> For the complete documentation index, see [llms.txt](https://docs.n8n.io/llms.txt). Markdown versions of documentation pages are available by appending `.md` to page URLs; this page is available as [Markdown](https://docs.n8n.io/integrations/builtin/cluster-nodes/sub-nodes/n8n-nodes-langchain.rerankercohere.md).

# Reranker Cohere

The Reranker Cohere node allows you to rerank[^1] the resulting chunks from a [vector store](#user-content-fn-2)[^2]. You can connect this node to a vector store.

The reranker reorders the list of documents retrieved from a vector store for a given query in order of descending relevance.

On this page, you'll find the node parameters for the Reranker Cohere node, and links to more resources.

{% hint style="info" %}
**Credentials**

You can find authentication information for this node [here](/integrations/builtin/credentials/cohere.md).
{% endhint %}

{% hint style="info" %}
**Parameter resolution in sub-nodes**

Sub-nodes behave differently to other nodes when processing multiple items using an expression.

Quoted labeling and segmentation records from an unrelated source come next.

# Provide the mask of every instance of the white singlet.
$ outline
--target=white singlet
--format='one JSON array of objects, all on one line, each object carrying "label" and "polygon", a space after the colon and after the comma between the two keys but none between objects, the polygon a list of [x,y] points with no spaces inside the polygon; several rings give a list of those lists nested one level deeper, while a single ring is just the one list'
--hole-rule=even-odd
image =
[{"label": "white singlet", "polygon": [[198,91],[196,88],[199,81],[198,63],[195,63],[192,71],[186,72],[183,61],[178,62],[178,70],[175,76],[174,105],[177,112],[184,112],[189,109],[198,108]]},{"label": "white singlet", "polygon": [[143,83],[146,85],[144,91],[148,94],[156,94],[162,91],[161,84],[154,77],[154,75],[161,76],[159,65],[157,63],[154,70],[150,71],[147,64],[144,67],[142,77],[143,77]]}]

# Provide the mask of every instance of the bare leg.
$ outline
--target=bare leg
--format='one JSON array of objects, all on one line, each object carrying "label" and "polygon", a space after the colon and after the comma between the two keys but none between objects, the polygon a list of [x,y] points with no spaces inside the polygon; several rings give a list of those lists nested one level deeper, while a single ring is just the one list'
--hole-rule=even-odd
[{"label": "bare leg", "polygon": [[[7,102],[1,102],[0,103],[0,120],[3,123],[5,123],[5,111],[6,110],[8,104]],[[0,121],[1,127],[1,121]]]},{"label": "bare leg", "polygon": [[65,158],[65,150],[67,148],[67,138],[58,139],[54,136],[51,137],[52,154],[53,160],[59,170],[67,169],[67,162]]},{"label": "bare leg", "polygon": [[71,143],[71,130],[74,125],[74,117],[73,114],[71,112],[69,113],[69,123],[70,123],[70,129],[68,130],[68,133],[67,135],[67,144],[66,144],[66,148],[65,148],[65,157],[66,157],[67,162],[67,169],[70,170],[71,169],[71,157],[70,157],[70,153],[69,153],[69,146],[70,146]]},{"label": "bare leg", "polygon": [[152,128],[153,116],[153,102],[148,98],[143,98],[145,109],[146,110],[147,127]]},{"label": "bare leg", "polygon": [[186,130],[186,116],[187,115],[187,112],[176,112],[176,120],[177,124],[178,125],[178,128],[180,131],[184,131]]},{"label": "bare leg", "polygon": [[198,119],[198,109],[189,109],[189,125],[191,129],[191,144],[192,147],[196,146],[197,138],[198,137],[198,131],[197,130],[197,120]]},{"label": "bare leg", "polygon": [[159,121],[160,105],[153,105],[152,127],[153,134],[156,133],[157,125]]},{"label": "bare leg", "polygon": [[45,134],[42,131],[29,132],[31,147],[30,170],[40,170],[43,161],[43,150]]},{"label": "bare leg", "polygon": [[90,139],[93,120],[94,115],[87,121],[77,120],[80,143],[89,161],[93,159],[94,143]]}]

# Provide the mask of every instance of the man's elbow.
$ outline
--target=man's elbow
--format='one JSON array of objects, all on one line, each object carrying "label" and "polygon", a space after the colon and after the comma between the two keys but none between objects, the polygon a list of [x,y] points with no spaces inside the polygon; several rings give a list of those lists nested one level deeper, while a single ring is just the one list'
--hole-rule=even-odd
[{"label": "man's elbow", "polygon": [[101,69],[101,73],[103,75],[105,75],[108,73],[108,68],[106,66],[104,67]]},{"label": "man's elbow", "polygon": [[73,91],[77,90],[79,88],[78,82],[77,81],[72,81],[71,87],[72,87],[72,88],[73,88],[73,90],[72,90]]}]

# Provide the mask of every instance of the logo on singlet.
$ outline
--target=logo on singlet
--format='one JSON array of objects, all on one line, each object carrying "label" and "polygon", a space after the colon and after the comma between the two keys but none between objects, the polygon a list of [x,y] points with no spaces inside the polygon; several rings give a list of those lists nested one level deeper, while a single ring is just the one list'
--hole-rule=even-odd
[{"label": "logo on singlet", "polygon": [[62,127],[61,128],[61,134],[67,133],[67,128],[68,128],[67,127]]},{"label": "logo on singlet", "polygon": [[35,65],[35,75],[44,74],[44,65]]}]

Most nodes, including root nodes, take any number of items as input, process these items, and output the results. You can use expressions to refer to input items, and the node resolves the expression for each item in turn. For example, given an input of five `name` values, the expression `{{ $json.name }}` resolves to each name in turn.

In sub-nodes, the expression always resolves to the first item. For example, given an input of five `name` values, the expression `{{ $json.name }}` always resolves to the first name.
{% endhint %}

## Node parameters <a href="#node-parameters" id="node-parameters"></a>

### Model <a href="#model" id="model"></a>

Choose the reranking model to use. You can find out more about the available models in [Cohere's model documentation](https://docs.cohere.com/docs/models#rerank).

## Templates and examples <a href="#templates-and-examples" id="templates-and-examples"></a>

[Browse Reranker Cohere integration templates](https://n8n.io/integrations/reranker-cohere) or [search all templates](https://n8n.io/workflows/)

## Related resources <a href="#related-resources" id="related-resources"></a>

View n8n's [Advanced AI](/build/integrate-ai.md) documentation.

[^1]: Reranking is a technique that refines the order of a list of candidate documents to improve the relevance of search results. Retrieval-Augmented Generation (RAG) and other applications use reranking to prioritize the most relevant information for generation or downstream tasks.

[^2]: A vector store, or vector database, stores mathematical representations of information. Use with embeddings and retrievers to create a database that your AI can access when answering questions.